O silogismo, as ciências sociais – modelagem estatística, inferência causal e ciências sociais – como se relacionam com o Bitcoin

Re: controvérsias nas estatísticas garanto-vos, estou bastante ciente da controvérsia sobre a TEHN eu estava trabalhando em um artigo sobre o valor P. eu fico com os estatísticos têm artigos escritos e médicos experientes, este tópico em contato.

Re: grupo de foco em métodos psicológicos do Facebook, eu não tinha certeza sobre a demografia dos 17.000 membros do grupo no Facebook. Eu acho que eles estão na faixa etária 30-40. Mas reconheço alguns membros que são ativos na rede científica aberta. O problema é que os blogs, como Andrew aponta, nem sempre são satisfatórios. As pessoas às vezes têm interesses de curto prazo. É difícil aprofundar um tópico.


Eu não gosto de um grupo se comportando como um grupo. Eu tenho medo desse tipo de ambiente. E eu posso defender um perdedor. A crítica pública às autocitações de Robert Sternberg é válida. Embora eu dificilmente especule que alguém tenha lido o seu trabalho. Eu tenho. Eu queria enfatizar que devemos nos concentrar também na substância do trabalho de um autor. Suas observações sobre a falta de criatividade na ciência também não são novas. No geral, ele tem algumas observações interessantes para compartilhar.

Em um simpósio recente em Yale, insisti que os alunos deveriam ser expostos a um currículo muito mais amplo que incluísse perspectivas da psicologia cognitiva, lógica, & História das controvérsias na ciência / estatística: preferencialmente na graduação, como pré-requisito para estatísticas introdutórias Classe ou incluído em um estatísticas introdutórias Caderno do texto. Eu também mencionei John Ioannidis que eu estava ciente de como a sociologia da especialização evolui ao longo do tempo. O que eu quis dizer foi o “pedido ruim” que esteve sempre presente nessas controvérsias.

Com base em discussões informais com especialistas, presumi que quase todas as universidades para ensinar as estatísticas tradicionais, apesar da extensão da discussão e atenção para o mau uso e abuso de TEHN em empresas biomédicas e ciências sociais.

Eu pensei sobre o artigo que você postou. Às vezes passo um ou dois dias comentando. Então, por favor, LOL. Eu quase comprei o livro que Krantz examinou no artigo. Estou lendo outro livro: The Significance Test Controversy, de Morrison and Henkel.
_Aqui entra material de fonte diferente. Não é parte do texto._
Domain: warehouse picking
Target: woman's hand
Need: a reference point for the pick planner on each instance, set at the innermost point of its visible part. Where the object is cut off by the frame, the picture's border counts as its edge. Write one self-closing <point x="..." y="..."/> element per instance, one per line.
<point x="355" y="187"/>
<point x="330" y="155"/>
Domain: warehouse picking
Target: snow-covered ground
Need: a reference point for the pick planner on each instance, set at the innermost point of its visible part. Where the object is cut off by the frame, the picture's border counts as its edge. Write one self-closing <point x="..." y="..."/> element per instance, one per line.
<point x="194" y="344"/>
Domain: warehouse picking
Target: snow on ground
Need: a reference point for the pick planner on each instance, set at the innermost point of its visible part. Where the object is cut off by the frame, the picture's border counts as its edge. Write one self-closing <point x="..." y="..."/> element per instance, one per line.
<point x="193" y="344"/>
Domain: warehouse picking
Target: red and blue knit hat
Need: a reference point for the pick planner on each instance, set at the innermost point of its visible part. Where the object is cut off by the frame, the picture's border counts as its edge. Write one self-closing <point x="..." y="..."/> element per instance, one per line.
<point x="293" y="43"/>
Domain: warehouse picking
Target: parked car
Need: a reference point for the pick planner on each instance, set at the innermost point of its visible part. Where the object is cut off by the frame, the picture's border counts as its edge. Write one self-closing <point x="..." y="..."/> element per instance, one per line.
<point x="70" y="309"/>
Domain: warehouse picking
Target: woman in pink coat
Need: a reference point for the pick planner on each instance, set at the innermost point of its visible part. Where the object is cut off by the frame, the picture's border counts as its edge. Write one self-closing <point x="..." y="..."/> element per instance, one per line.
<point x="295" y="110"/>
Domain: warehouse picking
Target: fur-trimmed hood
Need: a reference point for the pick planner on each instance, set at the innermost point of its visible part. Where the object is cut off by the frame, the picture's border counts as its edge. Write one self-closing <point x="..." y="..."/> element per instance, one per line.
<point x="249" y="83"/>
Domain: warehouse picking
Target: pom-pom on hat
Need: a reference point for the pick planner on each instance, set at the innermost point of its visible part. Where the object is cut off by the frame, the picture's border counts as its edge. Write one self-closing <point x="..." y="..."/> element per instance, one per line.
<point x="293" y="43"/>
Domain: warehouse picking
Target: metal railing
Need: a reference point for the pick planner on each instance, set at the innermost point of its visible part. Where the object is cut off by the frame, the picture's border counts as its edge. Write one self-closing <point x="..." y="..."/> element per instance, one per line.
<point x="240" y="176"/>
Também estou feliz por você ter mencionado os livros de Krantz. Eu vejo a Amazon, que vende o Fundamentals of Measurement Theory, 3 volumes. Intermitentemente, eu pesava a eficácia de um fundo. Eu sou um novato para tudo isso, confio nas boas páginas dos especialistas para as recomendações dos livros. Obrigado. Vou verificar isso nesta primavera.

Finalmente, fui aconselhado contra a posição de Benjamin et al sobre os valores p. Eu entendo o raciocínio de John e apesar de sua simpatia em alguns aspectos, acho que ele também tem algumas desvantagens sérias. Eu acho John Ioannidis Uma avaliação mais recente da controvérsia atual é realmente muito boa.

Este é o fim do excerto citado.